Controlled Digital Lending Feasibility Report

1. Executive Summary

Lending of digitised copies of library collections is controversial, with proponents and opponents disagreeing over whether digital lending is just an extension of a core library activity or whether it is different because it involves copying, with the potential for loss of control of use and income for rights holders. Controlled digital lending (CDL) is designed to address these rights holder concerns in the following ways.

  1. The library must lawfully own a copy of the physical work that is digitised for lending purposes. It can destroy the physical copy as long as it keeps proof of ownership, but it must not re-sell or give away physical copies.
  2. The library must not simultaneously lend more copies than it lawfully owns (it must maintain an “owned to loaned” ratio so the physical item must be made unavailable for loan).
  3. The library must use technical protection measures (TPMs) to prevent unauthorised copying, sharing or manipulation of the digital copy. The loan must expire before it can be lent again and TPMs must be in place to prevent unauthorised use and use beyond the loan period.

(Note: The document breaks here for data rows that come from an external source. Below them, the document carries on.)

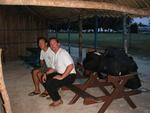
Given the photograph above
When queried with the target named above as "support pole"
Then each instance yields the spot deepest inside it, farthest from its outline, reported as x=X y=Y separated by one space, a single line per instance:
x=95 y=32
x=125 y=34
x=3 y=90
x=80 y=40
x=68 y=35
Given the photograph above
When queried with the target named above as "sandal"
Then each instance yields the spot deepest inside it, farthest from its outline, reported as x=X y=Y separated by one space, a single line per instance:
x=56 y=103
x=33 y=93
x=44 y=94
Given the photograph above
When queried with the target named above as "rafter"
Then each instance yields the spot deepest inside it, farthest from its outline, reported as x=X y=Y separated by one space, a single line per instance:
x=79 y=4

Lending of copyright works is a restricted act under UK copyright law and in other legal jurisdictions. The legal bases for CDL in the UK are uncertain and current licensing schemes do not fully meet CDL needs. Although EU court case judgments indicate support for digital lending, further clarity is required. In the USA an ongoing court case against the Internet Archive may have a chilling effect on the rolling out of CDL. Therefore librarians need to make risk-based assessments considering factors such as copyright status or works and conditions of licence schemes and copyright exceptions. CDL software systems should facilitate legal and risk assessments and record decisions. They should store relevant documentation such as loan requester declarations and implement and enforce loan procedures that comply with CDL rules. There is growing demand internationally for the lending of digital copies of works to be treated in the same way as traditional library lending, but there is recognition that this will require further updating of current legal provisions to reflect current library user needs.